Tägliches »Trotzdem!«

Gedanken über das Nachwende-ND

Jene ungewöhnliche Revolution, die das Ende der DDR herbeiführte, war auch über diese Redaktion gekommen. Aus dem einstigen Missionsgewese der Propaganda war jenes publizistisch Profane, aber ganz Eigene, Ehrwürdige gewachsen, das ohne aufgeputzte Dekoration auskommt. Zeitungsarbeit als »Trotzdem!« gegen jede Form von mainstreambefohlener Stilllegung. Vielleicht ist dies eine Voraussetzung von Freiheit: sich nur bedingt jenen Verhaltenszwängen auszuliefern, die in einer hypernervösen Mediengesellschaft aus dem zwanghaften Wahrgenommenwerden-Müssen entstehen.

Ich hatte das Empfinden: Wir vereinsamen gemeinsam mit unseren Lesern; die Arbeit bestand darin, dabei die Heiterkeit nicht zu verlieren. Erinnerung, sprich!, ermunterte Nabokov. Was erzählt sie? Wir älteren Redakteure hatten an einem Missbrauch zu tragen, dessen einzig Schuldige wir selber waren; niemand wurde von Staat und Partei missbraucht, jeder missbrauchte doch sich selbst, als man sich freiwillig in den Chor der staatlich beauftragten Langeweile eingereiht hatte, die sich Parteijournalismus nannte. Wir »Gestandenen« waren nach dem Ende von DDR und SED die Erbe-Figuren im Lebenslauf dieser Zeitung. ...

Aus der biografischen Gebrochenheit des »ND« war Offenheit für verschiedenste, bis gestern fremde, abgewiesene Denkwelten gewachsen, eine Offenheit, die sich Mühe gab, nicht wieder in geistige Selbstbeschränkung zu fallen und sich bloß nicht wieder an jene linke »aufgeklärte Selbstherrlichkeit« (Botho Strauß) zu gewöhnen, die an erfolgreiche Bewusstseinsoperationen glaubt.

Wir waren nach der Wende eine spezielle Zeitungstruppe, die inzwischen Vergangenheit ist. Eine Mixtur, inhaltlich - wie personell.
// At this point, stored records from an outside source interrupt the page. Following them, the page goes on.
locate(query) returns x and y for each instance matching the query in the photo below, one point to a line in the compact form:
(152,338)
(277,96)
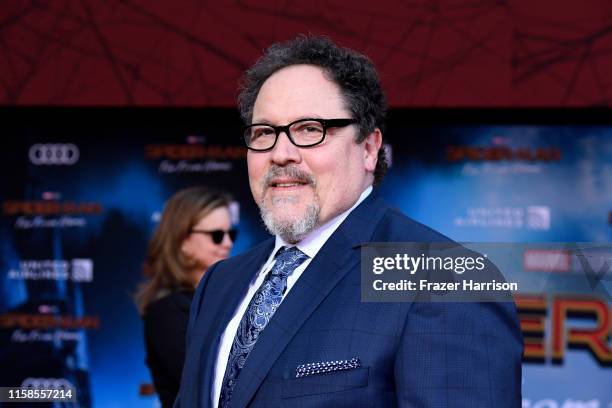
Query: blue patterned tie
(259,312)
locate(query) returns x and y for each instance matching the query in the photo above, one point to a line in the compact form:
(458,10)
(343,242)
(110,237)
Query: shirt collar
(314,240)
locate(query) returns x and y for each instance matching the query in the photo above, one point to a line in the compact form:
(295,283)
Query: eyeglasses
(260,137)
(218,235)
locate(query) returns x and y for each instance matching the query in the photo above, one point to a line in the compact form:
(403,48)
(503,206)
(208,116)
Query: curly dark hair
(353,72)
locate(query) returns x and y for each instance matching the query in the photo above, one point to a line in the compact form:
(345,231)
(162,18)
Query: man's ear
(372,144)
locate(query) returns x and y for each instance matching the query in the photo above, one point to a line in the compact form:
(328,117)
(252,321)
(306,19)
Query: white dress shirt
(310,245)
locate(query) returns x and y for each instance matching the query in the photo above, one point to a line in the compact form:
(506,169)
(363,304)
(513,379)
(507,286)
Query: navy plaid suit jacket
(411,354)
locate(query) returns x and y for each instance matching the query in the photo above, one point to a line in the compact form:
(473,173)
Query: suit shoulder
(396,226)
(247,256)
(169,304)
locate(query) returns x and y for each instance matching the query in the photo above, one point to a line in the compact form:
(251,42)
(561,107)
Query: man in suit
(283,324)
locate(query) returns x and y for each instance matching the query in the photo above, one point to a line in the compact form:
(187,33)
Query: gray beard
(291,231)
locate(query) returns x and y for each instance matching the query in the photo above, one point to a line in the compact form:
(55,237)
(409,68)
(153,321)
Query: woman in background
(194,233)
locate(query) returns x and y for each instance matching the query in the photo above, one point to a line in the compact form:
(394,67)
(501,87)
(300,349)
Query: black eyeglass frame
(326,123)
(217,235)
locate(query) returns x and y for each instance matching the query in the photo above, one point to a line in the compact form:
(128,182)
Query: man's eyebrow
(302,117)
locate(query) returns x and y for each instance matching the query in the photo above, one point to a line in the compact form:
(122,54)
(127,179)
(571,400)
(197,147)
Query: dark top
(165,326)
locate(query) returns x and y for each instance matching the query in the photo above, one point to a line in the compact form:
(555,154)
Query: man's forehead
(298,91)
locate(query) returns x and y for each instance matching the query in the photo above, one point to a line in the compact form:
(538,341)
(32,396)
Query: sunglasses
(218,235)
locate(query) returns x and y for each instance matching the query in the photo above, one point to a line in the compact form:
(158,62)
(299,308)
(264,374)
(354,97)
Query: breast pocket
(325,383)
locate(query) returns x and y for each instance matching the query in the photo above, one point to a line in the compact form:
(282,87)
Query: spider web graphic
(444,53)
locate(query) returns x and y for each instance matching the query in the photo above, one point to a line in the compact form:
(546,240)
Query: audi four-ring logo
(54,154)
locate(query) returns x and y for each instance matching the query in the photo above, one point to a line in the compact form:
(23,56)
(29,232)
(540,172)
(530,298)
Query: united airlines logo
(53,154)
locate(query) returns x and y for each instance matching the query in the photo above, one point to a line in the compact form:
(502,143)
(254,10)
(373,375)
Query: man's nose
(284,151)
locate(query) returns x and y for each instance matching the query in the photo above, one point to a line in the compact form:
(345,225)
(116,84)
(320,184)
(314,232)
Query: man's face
(296,188)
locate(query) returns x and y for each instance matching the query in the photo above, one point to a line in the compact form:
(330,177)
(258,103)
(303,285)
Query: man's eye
(310,128)
(260,132)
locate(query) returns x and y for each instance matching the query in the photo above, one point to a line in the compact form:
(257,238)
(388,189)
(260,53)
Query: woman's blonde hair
(166,266)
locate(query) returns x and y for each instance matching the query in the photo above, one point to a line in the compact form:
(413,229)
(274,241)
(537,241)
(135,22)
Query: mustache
(289,172)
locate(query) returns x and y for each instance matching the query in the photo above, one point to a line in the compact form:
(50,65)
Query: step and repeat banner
(79,204)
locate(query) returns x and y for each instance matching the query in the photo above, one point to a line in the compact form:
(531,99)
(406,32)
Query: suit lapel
(336,258)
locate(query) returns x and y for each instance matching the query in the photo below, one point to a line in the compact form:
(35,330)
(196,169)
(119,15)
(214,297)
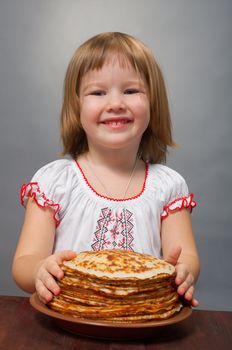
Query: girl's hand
(48,272)
(184,278)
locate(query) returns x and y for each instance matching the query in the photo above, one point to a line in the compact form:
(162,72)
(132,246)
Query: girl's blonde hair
(92,55)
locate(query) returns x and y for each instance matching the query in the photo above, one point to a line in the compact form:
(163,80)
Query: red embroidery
(114,230)
(178,204)
(32,190)
(115,199)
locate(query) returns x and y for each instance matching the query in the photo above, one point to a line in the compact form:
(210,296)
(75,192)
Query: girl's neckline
(110,198)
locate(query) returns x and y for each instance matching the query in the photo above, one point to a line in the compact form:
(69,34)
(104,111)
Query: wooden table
(22,327)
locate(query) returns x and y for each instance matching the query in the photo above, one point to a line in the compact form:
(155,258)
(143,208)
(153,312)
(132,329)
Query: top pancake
(119,264)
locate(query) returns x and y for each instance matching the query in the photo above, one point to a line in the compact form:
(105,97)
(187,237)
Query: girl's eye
(98,93)
(131,91)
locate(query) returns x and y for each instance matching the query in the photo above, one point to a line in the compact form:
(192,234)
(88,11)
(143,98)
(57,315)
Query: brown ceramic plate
(104,329)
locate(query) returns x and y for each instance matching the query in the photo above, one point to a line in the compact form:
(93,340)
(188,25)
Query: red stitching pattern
(32,190)
(178,204)
(114,199)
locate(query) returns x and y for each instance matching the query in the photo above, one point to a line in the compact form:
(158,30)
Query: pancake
(118,286)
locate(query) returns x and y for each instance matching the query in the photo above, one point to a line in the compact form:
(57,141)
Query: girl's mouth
(117,122)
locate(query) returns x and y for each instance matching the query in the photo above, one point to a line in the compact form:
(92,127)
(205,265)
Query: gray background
(192,41)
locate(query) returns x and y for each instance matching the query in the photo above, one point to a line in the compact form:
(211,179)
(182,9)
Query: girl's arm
(179,248)
(34,267)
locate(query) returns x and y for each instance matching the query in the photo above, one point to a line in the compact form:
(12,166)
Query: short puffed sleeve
(174,191)
(50,187)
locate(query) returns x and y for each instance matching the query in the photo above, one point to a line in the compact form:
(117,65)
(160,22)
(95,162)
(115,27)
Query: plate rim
(35,302)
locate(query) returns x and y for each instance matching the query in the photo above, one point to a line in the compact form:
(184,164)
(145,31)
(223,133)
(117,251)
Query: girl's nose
(115,103)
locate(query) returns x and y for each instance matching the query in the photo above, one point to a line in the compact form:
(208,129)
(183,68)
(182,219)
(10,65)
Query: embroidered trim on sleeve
(178,204)
(32,190)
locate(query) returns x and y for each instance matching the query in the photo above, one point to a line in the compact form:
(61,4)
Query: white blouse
(86,220)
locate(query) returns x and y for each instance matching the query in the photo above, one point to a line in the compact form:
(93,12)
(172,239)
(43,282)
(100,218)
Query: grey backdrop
(192,41)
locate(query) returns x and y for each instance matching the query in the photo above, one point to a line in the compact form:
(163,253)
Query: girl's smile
(115,109)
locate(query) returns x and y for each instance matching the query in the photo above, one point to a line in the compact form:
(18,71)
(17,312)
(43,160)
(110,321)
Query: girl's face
(114,106)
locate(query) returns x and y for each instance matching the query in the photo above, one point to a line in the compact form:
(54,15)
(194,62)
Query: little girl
(114,193)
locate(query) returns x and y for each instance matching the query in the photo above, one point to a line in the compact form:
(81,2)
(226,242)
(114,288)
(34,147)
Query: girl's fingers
(43,293)
(186,285)
(49,282)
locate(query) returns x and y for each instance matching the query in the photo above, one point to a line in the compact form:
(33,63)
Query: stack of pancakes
(117,286)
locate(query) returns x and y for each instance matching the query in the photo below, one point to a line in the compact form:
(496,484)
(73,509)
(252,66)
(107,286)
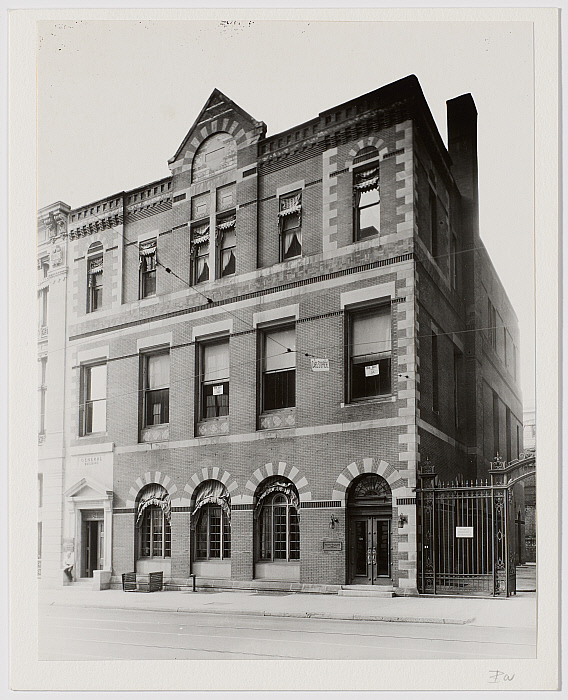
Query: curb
(359,617)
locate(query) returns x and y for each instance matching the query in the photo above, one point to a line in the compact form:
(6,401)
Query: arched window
(95,277)
(211,519)
(217,154)
(153,523)
(278,524)
(366,195)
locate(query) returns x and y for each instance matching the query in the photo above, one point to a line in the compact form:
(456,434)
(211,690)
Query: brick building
(243,364)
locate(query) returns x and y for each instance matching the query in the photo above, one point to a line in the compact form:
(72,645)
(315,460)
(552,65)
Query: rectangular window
(366,203)
(156,382)
(199,253)
(93,404)
(509,435)
(457,384)
(370,353)
(225,197)
(226,245)
(433,209)
(200,206)
(42,394)
(279,369)
(42,307)
(95,284)
(435,376)
(492,324)
(495,424)
(290,223)
(454,261)
(214,372)
(148,261)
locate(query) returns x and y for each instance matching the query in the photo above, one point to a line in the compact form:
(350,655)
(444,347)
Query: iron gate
(466,531)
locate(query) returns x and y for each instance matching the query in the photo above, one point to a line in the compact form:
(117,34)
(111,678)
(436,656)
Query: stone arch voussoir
(207,474)
(368,465)
(156,477)
(276,469)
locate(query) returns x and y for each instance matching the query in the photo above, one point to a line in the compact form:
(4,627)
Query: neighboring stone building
(248,359)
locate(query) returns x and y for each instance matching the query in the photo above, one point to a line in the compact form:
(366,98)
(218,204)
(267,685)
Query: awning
(277,486)
(213,492)
(154,495)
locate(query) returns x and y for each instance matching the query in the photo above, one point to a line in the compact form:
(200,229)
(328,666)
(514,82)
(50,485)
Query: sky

Es gab den beglückt Stillen, der nun in Ruhe vergessen durfte, was er früher zusammenfaselte. Hier stolzierte die gewohnt Eifrige, die diese Arbeit am Vergessen längst schon wieder in ein Selbstbewusstsein verwandelt hatte, nie falsch gehandelt zu haben - und dort der Dankbare, der sein Leben unbelästigt bis zur Rente pflegen würde. Neben ihm der frohgemut Aggressive, der seinen polternd groben Stil in alter Manier gegen die immerwährend alten Feinde richtete.

Aber es gab auch die endlich Aufatmende, die ihr einst so folgsames Gemüt nun schonen und für eigenes Denken ausschwingen lassen durfte. Platz war für den linksdogmatischen Jungsporn, der noch ohne die Dämmschicht eines gewissen Erfahrungsschatzes loslärmte, und ebenso war Raum für den Leisen auf der Zwischentonspur. In einer Zeitung viele Zeitungen: Gelegenheit hatte der Klassenkämpfer ebenso wie der Stilist der neu einstudierten Dämpfungen; die Vorpreschende fand ihre Nische wie auch jener verhalten Gewordene, der nun Sprache für sich entdeckte, statt sie, wie früher, als ein Fertigteil zu benutzen. »Neues Deutschland« lebte. Lebte weiter, lebte auf, lebte etwas vor. Sozial und geistig

»Sozialistische Tageszeitung«. Ein ungefährliches, kaum subversives Dennoch. Aber ach, ein bisschen These ans Kirchentor nageln, warum nicht, selbst wenn niemand mehr weiß, wo Gott wohnt. Ein wenig utopisches Vokabular, als milderndes Mittel gegen die Schmerzen der Ernüchterung, die aber aushalten muss, wer jene Dinge, die sich mal »Sozialismus« nannten, von Grund auf anders will. Volker Braun spricht vom Heute als dem »Feld der Niederlage, wo unser Brot wächst«. Hin zum Nullpunkt möglicher Aufbrüche, der womöglich noch gar nicht erreicht ist.